Le gouvernement doit avoir un programme clair et des priorités urgentes. On a gagné en grande partie la lutte contre le terrorisme, même si on n’est jamais à l’abri d’un attentat, on doit donc pouvoir gagner la lutte contre la corruption, qui reste la priorité absolue et sans laquelle ni l’équilibre régional, ni l’égalité entre citoyens, ni une justice indépendante et juste, ni une relance de l’économie ne peuvent être entrepris.
Oublions nos querelles idéologiques, nos intérêts personnels et pensons à l’avenir proche, et à long et moyen terme de notre pays et des générations futures.

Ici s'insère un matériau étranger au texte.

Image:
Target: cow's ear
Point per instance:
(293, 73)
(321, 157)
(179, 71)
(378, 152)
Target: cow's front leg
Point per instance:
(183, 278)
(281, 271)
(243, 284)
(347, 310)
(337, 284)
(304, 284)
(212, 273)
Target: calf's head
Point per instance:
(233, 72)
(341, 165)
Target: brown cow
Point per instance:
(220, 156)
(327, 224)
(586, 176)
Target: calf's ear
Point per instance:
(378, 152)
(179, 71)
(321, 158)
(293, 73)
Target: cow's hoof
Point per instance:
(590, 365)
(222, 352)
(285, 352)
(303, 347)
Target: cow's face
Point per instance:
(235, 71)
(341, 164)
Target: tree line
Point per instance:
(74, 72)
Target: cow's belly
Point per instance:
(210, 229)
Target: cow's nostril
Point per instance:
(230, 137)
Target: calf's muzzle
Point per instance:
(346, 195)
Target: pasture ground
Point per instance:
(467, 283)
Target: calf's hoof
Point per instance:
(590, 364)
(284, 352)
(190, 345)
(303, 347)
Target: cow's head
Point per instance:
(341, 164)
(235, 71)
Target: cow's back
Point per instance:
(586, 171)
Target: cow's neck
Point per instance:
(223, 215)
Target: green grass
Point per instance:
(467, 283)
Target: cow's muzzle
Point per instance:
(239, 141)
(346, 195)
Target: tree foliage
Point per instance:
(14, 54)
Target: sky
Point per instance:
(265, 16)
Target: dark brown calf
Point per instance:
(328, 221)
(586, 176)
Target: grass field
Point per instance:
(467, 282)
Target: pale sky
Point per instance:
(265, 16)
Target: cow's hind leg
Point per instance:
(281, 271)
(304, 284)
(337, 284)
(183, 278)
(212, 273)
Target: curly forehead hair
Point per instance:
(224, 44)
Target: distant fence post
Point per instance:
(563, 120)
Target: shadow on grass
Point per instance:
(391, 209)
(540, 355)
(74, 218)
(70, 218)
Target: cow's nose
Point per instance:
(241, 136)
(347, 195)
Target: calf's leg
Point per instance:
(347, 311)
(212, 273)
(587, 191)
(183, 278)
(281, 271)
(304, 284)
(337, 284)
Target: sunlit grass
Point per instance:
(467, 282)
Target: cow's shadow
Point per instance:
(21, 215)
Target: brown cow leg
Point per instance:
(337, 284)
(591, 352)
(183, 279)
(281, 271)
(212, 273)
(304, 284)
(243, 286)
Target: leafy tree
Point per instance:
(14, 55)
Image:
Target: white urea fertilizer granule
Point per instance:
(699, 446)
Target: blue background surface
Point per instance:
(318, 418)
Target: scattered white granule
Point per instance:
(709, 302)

Le gouvernement d’union nationale bénéficie, il est vrai, d’une large majorité au parlement mais ne semble pas capable d’initier les réformes nécessaires même s’il bénéficie d’un large consensus car les intérêts des uns et des autres sont en réalité contradictoires. Le pacte de Carthage est une liste de priorités mais ne constitue nullement un vrai programme de gouvernement.
Il faudrait surtout éviter de reproduire le même climat et les mêmes erreurs qui ont conduit au 14 Janvier 2011, car cette fois-ci, les répercussions seront autrement plus destructrices. Même si, des élections libres et transparentes et une avancée en matière de liberté d’expression représentent une certaine soupape pour évacuer la frustration et la colère des laissés-pour comptes. Un nouveau soulèvement populaire ne peut être exclu en l’absence de mesures concrètes pour rétablir la justice et l’équité.
Un gouvernement fort est une nécessité vitale pour le pays, il doit non seulement tirer sa légitimité des urnes mais aussi parce qu’il prend des décisions justes et parce qu’il veille à l’application de lois justes pour tous et contre tous contrevenantsquelle qu’en soitla fortune, la position sociale, les relations familiales, régionales, ou même les rapports avec les organisations, les partis ou les corps les plus influents de l’Etat.
Le cauchemar peut-il évoluer vers un nouveau rêve ? Il est temps d’arrêter de creuser et d’entamer notre mission de sauvetage. Le monde entier nous regarde, plusieurs de nos amis sont prêts à nous aider. Mais c’est à nous de montrer qu’on est capable de sauver ce pays merveilleux.